Sanofi Backtracks on ‘US First to Get Coronavirus Vaccine’ Comments after Outraging France

Sanofi has now pledged “no particular advance” on a vaccine given to any country.

After infuriating the French government, French pharmaceutical giant Sanofi has sought to play down comments by its CEO that the United States would be the first to receive a potential coronavirus vaccine because of American funding and support for its research efforts.

“There will be no particular advance given to any country,” Serge Weinberg, chairman of the French pharmaceutical giant, told France 2 television.

“We are organized with several manufacturing units. Some of them are in the United States but even more of them are in Europe and France,” Weinberg said, as cited by France24.

He added that earlier comments by the company’s chief executive had been “altered”.

On Wednesday, Sanofi CEO Paul Hudson told Bloomberg that coronavirus vaccine doses produced in the United States could go to American patients first since the US had funded the research.

“The US government has the right to the largest pre-order because it’s invested in taking the risk,” Hudson said.

“[The US expects] that if we’ve helped you manufacture the doses at risk, we expect to get the doses first,” he added.

Sanofi, one of the biggest players in efforts to develop a COVID-19 vaccine, is presently working on two vaccine projects.

The first one is with British rival GlaxoSmithKline Plc, and it has received financial support from the Biomedical Advanced Research and Development Authority (BARDA) of the US Health Department.

The other one is with US company Translate Bio that will use a different technology. Sanofi expanded its cooperation with the US authorities in February 2020.

On Thursday, Hudson said he was sorry that his earlier remarks had caused an uproar, and added it was vital that any coronavirus vaccine reach all regions.

He reiterated his earlier calls for quicker and greater European collaboration in the development of a vaccine for the novel coronavirus, which has killed some 300,000 people worldwide.

“I have been campaigning on European readiness to treat Covid-19 for months, building capacity in Europe, making sure we are ready, getting governments in the EU aligned,” Hudson told an event organized by the Financial Times.

He said Europe lacked a body akin to the US government agency BARDA.

“That model does not exist in Europe,” he said, even though there was support from governments to establish one.

Hudson’s original comments about the US being the first in line for a coronavirus vaccine upset France’s President Emmanuel Macron, according to an official of the Elysee Palace, who added that the French Presidency was going to hold a meeting with Sanofi representatives next week.

The outrage in France was articulated by Prime Minister Edouard Philippe who declared that Sanofi “profoundly French” and that equal access to a vaccine was “non-negotiable”.

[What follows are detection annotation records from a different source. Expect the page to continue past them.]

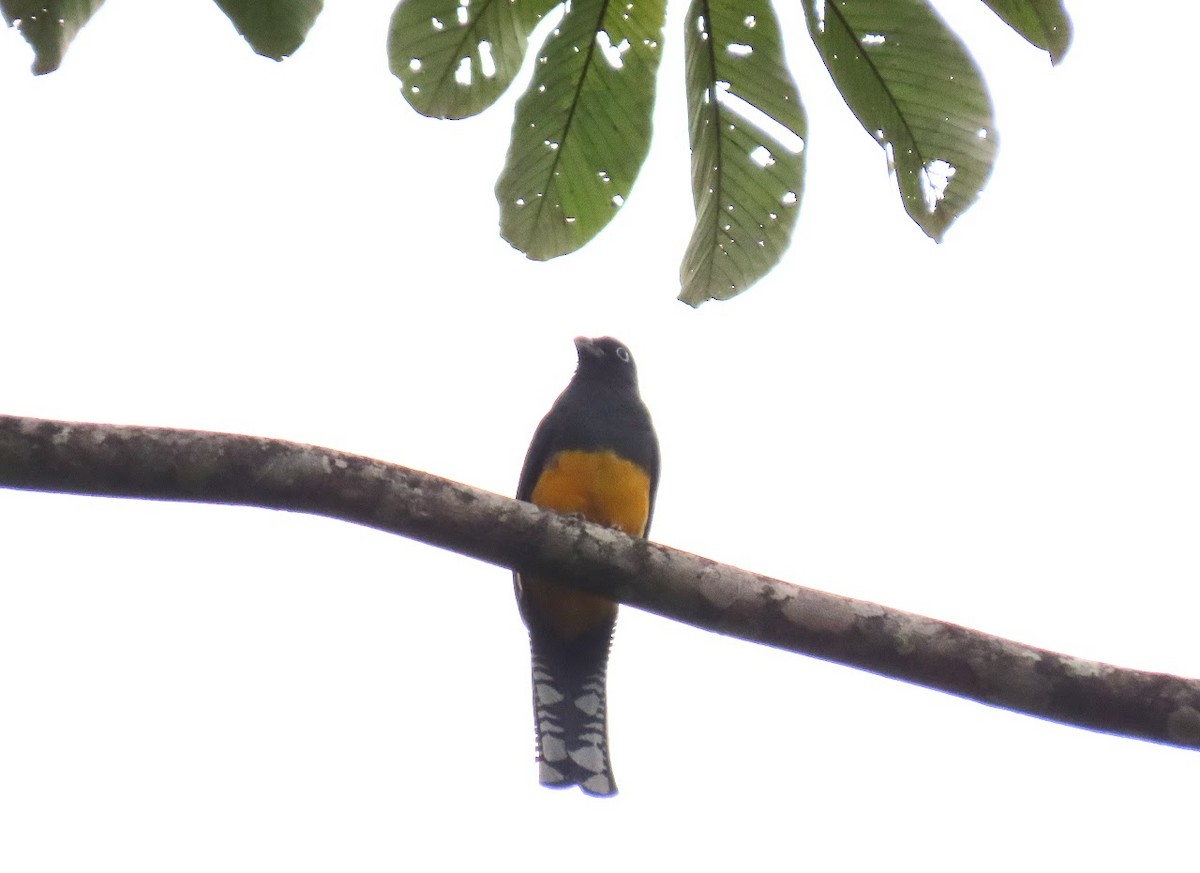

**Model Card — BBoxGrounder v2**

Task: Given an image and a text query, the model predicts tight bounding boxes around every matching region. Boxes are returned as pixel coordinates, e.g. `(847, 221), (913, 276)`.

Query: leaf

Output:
(216, 0), (324, 61)
(496, 0), (666, 260)
(983, 0), (1072, 64)
(388, 0), (558, 119)
(679, 0), (806, 306)
(0, 0), (104, 76)
(805, 0), (997, 241)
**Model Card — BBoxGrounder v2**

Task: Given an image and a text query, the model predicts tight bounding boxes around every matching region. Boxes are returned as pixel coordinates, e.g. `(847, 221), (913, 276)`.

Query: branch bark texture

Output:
(0, 415), (1200, 748)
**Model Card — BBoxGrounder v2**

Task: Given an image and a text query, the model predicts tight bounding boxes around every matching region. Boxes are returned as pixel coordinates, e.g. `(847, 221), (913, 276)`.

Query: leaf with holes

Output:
(0, 0), (104, 76)
(679, 0), (806, 306)
(983, 0), (1072, 64)
(216, 0), (323, 61)
(388, 0), (558, 119)
(496, 0), (666, 260)
(805, 0), (997, 241)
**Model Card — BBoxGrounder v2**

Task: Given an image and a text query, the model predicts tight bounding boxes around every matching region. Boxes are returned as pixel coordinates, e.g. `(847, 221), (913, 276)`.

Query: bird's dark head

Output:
(575, 337), (637, 385)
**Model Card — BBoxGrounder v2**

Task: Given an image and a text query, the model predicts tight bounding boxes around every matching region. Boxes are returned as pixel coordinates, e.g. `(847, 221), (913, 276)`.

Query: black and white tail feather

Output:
(530, 622), (617, 796)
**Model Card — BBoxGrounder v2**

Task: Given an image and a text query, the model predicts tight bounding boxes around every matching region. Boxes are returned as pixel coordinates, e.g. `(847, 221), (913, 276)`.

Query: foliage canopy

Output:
(0, 0), (1072, 306)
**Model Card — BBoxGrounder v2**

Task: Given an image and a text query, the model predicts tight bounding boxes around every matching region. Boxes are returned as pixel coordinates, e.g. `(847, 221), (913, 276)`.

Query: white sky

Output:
(0, 0), (1200, 873)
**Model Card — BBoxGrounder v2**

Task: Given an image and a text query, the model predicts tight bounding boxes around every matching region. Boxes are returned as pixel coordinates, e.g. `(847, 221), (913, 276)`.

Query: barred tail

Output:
(530, 625), (617, 796)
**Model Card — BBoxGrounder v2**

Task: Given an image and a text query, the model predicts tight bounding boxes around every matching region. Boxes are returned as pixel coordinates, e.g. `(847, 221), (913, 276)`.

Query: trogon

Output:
(514, 337), (659, 796)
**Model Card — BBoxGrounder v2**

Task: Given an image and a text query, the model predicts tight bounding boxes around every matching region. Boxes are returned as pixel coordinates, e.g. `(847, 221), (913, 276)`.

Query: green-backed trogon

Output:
(514, 337), (659, 795)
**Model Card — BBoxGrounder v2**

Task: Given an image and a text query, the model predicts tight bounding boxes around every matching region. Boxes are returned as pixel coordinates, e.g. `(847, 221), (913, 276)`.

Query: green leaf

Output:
(388, 0), (558, 119)
(805, 0), (997, 241)
(496, 0), (666, 260)
(216, 0), (324, 61)
(983, 0), (1072, 64)
(679, 0), (806, 306)
(0, 0), (104, 76)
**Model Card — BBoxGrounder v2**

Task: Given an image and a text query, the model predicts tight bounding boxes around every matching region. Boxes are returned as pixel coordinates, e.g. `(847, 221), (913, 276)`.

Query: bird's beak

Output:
(575, 337), (604, 361)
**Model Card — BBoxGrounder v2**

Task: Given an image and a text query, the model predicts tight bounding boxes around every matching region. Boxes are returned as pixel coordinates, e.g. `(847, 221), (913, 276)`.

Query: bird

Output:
(512, 337), (659, 796)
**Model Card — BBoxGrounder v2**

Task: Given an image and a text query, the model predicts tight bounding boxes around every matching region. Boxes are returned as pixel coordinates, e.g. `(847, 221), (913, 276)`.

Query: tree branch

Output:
(0, 415), (1200, 748)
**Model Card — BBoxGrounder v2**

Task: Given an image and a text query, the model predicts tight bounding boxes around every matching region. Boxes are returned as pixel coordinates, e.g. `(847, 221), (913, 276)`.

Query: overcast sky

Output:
(0, 0), (1200, 873)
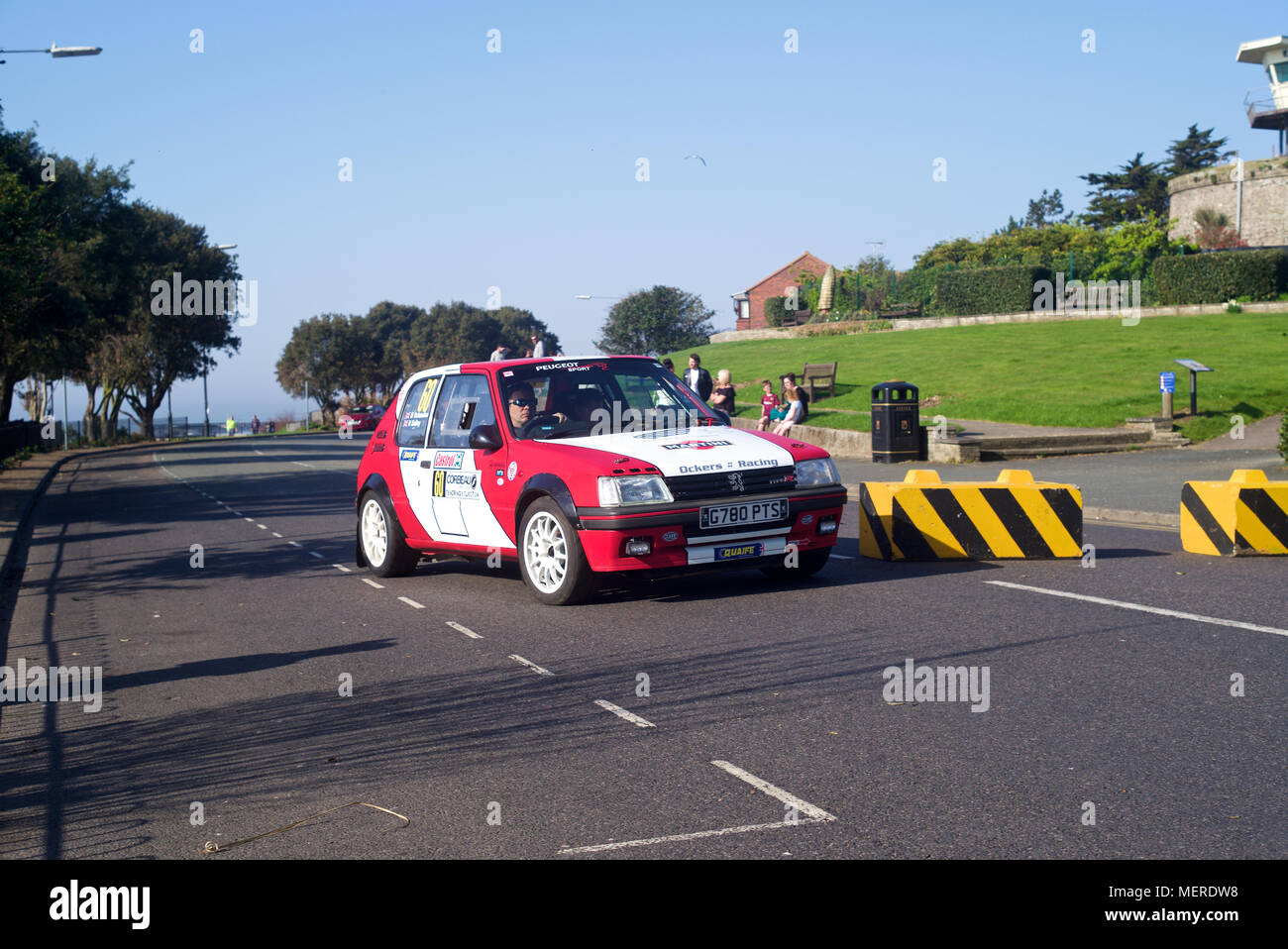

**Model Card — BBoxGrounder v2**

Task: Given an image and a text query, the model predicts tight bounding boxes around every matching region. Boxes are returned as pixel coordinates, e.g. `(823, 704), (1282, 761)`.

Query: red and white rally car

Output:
(357, 357), (845, 604)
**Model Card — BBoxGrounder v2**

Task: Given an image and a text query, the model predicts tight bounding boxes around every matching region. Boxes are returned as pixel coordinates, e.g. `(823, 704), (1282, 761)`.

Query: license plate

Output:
(698, 497), (787, 529)
(716, 544), (765, 560)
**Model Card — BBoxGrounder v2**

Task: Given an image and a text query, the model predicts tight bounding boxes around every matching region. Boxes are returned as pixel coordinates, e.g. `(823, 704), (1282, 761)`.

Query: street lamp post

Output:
(0, 43), (103, 65)
(199, 244), (237, 438)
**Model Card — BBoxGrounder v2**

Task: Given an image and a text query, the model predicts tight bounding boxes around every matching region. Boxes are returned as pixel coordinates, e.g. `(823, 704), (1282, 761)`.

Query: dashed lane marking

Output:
(510, 653), (554, 676)
(711, 761), (836, 821)
(984, 580), (1288, 636)
(595, 699), (657, 729)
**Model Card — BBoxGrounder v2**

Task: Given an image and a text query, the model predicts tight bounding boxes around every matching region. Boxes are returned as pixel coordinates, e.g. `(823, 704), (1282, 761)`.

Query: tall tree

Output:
(108, 202), (241, 438)
(277, 313), (361, 418)
(595, 286), (715, 356)
(1167, 125), (1234, 175)
(1013, 188), (1073, 228)
(1079, 152), (1168, 228)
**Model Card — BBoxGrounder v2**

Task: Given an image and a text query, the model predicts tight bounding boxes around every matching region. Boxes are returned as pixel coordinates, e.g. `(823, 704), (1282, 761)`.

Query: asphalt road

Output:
(0, 437), (1288, 860)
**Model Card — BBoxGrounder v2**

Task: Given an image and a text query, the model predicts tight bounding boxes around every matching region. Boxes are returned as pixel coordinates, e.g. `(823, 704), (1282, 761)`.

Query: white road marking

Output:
(984, 580), (1288, 636)
(595, 699), (657, 729)
(510, 653), (554, 676)
(559, 820), (804, 856)
(711, 761), (836, 820)
(447, 619), (483, 639)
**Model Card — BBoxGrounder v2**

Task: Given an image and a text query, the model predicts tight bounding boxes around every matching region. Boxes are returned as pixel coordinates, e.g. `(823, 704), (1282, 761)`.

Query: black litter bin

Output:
(872, 381), (922, 464)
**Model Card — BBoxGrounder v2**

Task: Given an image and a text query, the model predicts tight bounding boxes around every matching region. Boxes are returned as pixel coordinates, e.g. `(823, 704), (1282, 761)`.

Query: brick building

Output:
(733, 251), (828, 330)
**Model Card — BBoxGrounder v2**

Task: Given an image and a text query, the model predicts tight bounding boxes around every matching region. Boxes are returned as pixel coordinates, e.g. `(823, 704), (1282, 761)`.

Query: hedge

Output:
(1154, 250), (1288, 306)
(935, 265), (1051, 317)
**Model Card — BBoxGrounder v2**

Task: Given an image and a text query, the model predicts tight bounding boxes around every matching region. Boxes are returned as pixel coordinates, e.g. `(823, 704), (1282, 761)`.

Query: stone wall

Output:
(1167, 158), (1288, 248)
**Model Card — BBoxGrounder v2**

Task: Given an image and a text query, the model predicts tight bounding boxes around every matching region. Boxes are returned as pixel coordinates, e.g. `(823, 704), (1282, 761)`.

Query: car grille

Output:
(666, 465), (796, 501)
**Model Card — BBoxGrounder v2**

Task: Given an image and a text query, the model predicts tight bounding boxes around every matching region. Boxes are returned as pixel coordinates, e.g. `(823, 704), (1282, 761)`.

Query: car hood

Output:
(555, 425), (795, 477)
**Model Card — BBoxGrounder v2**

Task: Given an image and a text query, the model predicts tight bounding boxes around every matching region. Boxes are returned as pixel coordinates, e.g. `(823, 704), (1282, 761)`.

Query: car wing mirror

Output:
(471, 425), (501, 452)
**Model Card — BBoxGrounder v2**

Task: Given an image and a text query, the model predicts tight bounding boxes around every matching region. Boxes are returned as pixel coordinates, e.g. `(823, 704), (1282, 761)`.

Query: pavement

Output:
(0, 435), (1288, 862)
(0, 416), (1288, 585)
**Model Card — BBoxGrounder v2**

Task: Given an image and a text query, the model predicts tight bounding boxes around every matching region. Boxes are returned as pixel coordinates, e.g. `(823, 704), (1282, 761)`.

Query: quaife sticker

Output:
(658, 438), (733, 451)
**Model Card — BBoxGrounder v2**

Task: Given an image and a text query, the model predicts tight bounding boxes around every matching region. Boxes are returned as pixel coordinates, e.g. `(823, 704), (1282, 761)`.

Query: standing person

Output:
(774, 382), (804, 435)
(682, 353), (711, 402)
(711, 369), (734, 416)
(756, 378), (778, 431)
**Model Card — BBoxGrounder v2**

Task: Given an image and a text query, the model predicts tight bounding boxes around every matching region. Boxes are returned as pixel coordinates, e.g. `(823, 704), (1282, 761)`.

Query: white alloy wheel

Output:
(362, 494), (389, 570)
(523, 511), (568, 593)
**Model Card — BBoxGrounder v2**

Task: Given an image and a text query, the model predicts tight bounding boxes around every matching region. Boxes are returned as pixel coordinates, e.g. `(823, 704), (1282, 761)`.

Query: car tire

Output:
(760, 546), (832, 580)
(519, 497), (595, 606)
(358, 490), (420, 577)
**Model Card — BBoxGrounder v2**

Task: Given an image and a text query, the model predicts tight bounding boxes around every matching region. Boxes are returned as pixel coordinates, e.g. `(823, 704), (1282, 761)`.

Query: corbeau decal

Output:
(658, 438), (733, 451)
(434, 470), (480, 497)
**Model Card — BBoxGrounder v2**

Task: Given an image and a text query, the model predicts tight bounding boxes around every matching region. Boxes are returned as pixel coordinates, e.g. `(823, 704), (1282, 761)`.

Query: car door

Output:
(394, 376), (443, 540)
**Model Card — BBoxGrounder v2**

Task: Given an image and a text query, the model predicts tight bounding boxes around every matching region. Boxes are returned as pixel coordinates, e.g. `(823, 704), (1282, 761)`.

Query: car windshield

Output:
(497, 360), (725, 439)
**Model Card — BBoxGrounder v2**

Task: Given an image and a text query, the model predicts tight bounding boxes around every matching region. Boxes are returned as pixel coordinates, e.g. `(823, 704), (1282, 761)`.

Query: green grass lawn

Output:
(670, 313), (1288, 441)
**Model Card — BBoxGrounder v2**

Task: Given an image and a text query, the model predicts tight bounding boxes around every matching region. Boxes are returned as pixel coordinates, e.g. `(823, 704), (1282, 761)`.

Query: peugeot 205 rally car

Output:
(357, 357), (845, 604)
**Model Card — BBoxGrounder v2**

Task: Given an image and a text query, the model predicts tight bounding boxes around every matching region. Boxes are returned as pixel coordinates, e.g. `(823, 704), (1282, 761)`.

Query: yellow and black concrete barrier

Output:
(1181, 469), (1288, 557)
(859, 469), (1082, 560)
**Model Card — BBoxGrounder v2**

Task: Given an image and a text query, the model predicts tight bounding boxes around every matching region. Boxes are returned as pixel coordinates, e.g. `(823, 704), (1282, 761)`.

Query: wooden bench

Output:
(800, 362), (836, 403)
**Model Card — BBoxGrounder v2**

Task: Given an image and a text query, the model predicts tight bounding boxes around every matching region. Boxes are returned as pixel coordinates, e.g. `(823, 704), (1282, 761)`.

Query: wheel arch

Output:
(514, 473), (583, 540)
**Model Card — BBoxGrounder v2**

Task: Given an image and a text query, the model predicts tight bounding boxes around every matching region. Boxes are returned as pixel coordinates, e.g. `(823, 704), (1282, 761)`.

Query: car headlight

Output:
(796, 459), (841, 488)
(599, 475), (675, 507)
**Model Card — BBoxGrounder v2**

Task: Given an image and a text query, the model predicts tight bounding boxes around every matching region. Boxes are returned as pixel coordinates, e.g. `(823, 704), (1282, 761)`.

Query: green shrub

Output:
(765, 296), (793, 326)
(1154, 250), (1288, 306)
(935, 265), (1052, 317)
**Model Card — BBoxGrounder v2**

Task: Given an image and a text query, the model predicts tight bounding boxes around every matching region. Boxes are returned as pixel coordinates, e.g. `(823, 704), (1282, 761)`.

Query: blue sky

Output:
(0, 0), (1288, 418)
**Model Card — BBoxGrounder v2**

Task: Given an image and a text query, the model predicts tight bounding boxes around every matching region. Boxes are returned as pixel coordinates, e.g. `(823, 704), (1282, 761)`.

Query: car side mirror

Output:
(471, 425), (501, 452)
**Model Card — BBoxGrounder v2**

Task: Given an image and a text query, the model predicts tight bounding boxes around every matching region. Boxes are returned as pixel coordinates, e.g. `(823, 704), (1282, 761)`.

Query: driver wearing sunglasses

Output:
(505, 382), (568, 433)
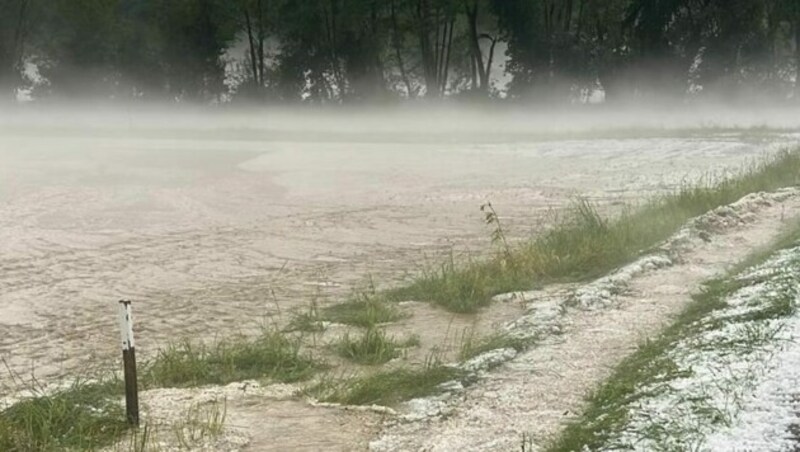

“A vaccine against Covid-19 should be a public good for the world. The equal access of all to the virus is non-negotiable,” Philippe said on Thursday.

Philippe said he had reinforced this message to Sanofi’s chairman who in return had assured him of the distribution in France of any Sanofi vaccine.

Prior to that, French Health Minister Olivier Veran said he had been “reassured” by a conversation with the head of Sanofi, describing Hudson’s comments on Wednesday as “clumsy”.

“I believe it was a phrase, as far as I can understand, that was a bit clumsy, and perhaps taken out of context, and I was quite reassured by the conversation I had with the head of Sanofi,” Veran told the C News television.

Sanofi has 18 production sites in France and operates in 31 other countries.